Conversion from ASCII to binary for physical simulation code in C/C++


 
Thread Tools Search this Thread
Top Forums UNIX for Advanced & Expert Users Conversion from ASCII to binary for physical simulation code in C/C++
# 1  
Old 03-23-2011
Conversion from ASCII to binary for physical simulation code in C/C++

Good evening, everybody

A good math friend told me that it would be possible to shrink the size of the numerical datas I produce with a physical simulation code I programmed for my PhD.

It usually writes at least 100 GB to complete the simulation, and it seems that it is too high. There are some quotas to respect, and I have been told that it would possible to use "binary" datas instead of ASCII datas.

Here are the inputs of the problem.
- I calculate and produce the datas using a C/C++ simulation code.
- I make post treatments using bash and awk.
- I make plots using GNUplot 4.4 [splot works great with pm3d now Smilie Have a look to "Not so frequently asked question" website to be aware of GNUplot possibilities]

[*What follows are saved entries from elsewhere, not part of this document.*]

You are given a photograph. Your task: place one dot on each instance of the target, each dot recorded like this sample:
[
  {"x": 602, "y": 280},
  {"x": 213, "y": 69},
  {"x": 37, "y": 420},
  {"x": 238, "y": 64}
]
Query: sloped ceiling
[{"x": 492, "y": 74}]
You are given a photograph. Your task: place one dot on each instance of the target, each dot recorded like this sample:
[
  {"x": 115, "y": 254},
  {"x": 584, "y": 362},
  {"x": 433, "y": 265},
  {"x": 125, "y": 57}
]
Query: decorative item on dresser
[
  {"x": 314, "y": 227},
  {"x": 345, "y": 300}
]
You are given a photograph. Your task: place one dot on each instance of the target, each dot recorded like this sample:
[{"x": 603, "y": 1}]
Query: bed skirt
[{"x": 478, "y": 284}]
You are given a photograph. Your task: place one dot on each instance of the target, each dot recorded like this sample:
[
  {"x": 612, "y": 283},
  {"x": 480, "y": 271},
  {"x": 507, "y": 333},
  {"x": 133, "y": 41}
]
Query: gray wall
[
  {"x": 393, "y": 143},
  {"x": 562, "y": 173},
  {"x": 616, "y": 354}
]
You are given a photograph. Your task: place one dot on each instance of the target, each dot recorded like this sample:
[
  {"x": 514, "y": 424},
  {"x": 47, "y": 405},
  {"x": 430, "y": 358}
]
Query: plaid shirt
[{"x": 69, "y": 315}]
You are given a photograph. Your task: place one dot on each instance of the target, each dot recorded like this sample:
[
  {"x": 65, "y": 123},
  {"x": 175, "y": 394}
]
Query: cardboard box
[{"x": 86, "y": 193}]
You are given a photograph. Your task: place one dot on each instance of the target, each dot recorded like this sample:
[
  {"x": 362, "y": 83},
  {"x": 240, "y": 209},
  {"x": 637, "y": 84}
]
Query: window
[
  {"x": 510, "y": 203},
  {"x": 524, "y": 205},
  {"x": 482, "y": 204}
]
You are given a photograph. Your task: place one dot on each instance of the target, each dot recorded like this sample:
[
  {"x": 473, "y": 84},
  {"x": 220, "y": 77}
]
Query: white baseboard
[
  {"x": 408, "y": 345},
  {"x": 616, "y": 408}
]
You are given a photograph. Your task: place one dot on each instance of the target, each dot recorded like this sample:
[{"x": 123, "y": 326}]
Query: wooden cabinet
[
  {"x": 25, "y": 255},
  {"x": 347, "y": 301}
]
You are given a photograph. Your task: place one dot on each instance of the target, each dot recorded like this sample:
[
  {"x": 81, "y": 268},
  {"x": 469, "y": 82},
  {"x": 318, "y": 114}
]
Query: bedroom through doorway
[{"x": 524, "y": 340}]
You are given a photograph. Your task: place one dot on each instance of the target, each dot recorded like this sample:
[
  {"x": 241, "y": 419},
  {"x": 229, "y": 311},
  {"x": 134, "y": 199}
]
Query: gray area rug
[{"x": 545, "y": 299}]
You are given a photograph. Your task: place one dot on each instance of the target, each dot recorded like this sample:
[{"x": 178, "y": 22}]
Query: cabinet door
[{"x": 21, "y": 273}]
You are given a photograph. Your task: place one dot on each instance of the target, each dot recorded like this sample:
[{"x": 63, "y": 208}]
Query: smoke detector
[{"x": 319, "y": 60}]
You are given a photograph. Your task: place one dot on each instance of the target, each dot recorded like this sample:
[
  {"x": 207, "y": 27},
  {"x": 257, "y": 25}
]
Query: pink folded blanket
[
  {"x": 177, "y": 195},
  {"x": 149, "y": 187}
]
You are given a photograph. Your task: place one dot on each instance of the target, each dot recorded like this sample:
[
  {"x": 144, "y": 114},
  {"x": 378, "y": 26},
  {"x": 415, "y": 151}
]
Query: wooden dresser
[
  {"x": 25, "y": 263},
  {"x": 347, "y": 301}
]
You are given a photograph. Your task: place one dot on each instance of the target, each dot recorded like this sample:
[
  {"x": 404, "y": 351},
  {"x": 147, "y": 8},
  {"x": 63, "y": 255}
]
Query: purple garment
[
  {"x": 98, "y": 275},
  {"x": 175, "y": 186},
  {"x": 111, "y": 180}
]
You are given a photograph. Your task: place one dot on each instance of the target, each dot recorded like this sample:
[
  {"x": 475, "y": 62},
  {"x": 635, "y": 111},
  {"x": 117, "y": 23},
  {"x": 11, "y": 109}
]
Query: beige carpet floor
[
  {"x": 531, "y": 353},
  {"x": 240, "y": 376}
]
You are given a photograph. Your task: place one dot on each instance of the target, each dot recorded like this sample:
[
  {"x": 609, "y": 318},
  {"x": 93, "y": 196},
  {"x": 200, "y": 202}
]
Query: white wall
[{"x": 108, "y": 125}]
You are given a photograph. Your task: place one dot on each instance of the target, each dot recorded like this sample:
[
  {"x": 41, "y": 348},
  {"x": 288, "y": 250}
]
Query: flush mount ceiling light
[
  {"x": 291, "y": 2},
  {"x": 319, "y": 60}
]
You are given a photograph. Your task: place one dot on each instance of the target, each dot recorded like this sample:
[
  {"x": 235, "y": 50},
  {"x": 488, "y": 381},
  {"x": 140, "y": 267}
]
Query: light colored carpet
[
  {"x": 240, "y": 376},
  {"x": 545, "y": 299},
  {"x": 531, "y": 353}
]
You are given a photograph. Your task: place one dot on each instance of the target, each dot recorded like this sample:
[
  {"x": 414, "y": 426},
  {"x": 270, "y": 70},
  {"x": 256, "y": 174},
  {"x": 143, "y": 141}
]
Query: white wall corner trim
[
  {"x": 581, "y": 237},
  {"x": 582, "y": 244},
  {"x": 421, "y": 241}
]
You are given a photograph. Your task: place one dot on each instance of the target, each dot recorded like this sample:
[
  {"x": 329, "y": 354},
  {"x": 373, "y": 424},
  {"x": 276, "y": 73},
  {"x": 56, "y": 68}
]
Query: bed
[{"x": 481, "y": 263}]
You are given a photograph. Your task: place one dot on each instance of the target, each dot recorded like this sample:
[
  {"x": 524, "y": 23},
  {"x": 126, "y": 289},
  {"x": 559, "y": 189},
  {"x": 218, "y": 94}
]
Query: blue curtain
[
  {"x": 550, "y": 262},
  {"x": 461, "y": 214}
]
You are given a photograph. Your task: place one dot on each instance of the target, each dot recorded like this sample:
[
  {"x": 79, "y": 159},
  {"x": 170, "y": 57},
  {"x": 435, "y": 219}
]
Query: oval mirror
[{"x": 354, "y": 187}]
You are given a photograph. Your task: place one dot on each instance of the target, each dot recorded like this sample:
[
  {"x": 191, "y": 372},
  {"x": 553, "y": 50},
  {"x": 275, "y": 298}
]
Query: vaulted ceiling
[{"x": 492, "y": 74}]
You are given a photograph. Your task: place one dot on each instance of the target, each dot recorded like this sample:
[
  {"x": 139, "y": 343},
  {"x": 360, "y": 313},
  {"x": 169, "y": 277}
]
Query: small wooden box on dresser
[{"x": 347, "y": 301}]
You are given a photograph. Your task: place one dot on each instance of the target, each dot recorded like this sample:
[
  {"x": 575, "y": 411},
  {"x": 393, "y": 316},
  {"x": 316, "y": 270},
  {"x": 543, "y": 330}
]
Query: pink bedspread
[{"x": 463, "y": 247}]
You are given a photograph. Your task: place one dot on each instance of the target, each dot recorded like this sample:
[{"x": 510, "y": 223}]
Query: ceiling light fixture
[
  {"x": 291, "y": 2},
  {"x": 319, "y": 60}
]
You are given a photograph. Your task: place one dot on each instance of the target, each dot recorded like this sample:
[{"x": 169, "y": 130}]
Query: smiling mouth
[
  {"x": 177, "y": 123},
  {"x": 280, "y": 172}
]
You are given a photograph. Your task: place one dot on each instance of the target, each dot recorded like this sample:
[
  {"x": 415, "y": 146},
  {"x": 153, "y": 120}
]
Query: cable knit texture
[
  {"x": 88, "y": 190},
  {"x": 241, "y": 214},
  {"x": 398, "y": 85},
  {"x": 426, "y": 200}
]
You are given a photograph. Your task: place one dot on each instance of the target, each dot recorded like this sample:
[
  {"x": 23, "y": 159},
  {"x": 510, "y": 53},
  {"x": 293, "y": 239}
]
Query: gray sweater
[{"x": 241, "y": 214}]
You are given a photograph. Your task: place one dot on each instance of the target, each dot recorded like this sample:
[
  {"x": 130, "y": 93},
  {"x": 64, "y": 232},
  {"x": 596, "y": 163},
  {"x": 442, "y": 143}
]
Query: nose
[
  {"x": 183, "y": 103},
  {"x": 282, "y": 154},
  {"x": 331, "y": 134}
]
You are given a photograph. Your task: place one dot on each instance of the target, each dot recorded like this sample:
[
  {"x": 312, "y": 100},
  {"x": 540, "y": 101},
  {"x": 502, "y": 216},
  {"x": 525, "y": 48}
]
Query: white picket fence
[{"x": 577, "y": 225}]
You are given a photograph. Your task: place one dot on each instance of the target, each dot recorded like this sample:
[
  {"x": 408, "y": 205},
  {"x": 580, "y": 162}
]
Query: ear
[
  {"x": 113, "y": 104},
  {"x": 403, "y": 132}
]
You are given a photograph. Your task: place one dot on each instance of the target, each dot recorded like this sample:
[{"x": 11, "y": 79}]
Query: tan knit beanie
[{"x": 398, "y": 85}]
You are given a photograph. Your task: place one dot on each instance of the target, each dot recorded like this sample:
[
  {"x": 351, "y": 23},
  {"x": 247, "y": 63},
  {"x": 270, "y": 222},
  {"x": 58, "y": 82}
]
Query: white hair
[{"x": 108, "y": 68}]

I found how to use binary mode in Gawk and GNUplot, but the main point is missing: which conversion should I make to decrease the volume of the datas in a loseless way ? They are all numerical datas, then I would convert double precision number coded in ASCII (visible with "more" command) into "binary" (which I assume to be a language abuse, because converting datafile into binary using "od" command just multiply the size of the initial file... :-( ).

Example. Each line of my generated main data file is:
3000 -3.9e-13 -4.24661e-05 0 299.964 300 1.50018e+16 1.50005e+16 0 00 1 0 0

What conversion do you recommand to optimize space needed ?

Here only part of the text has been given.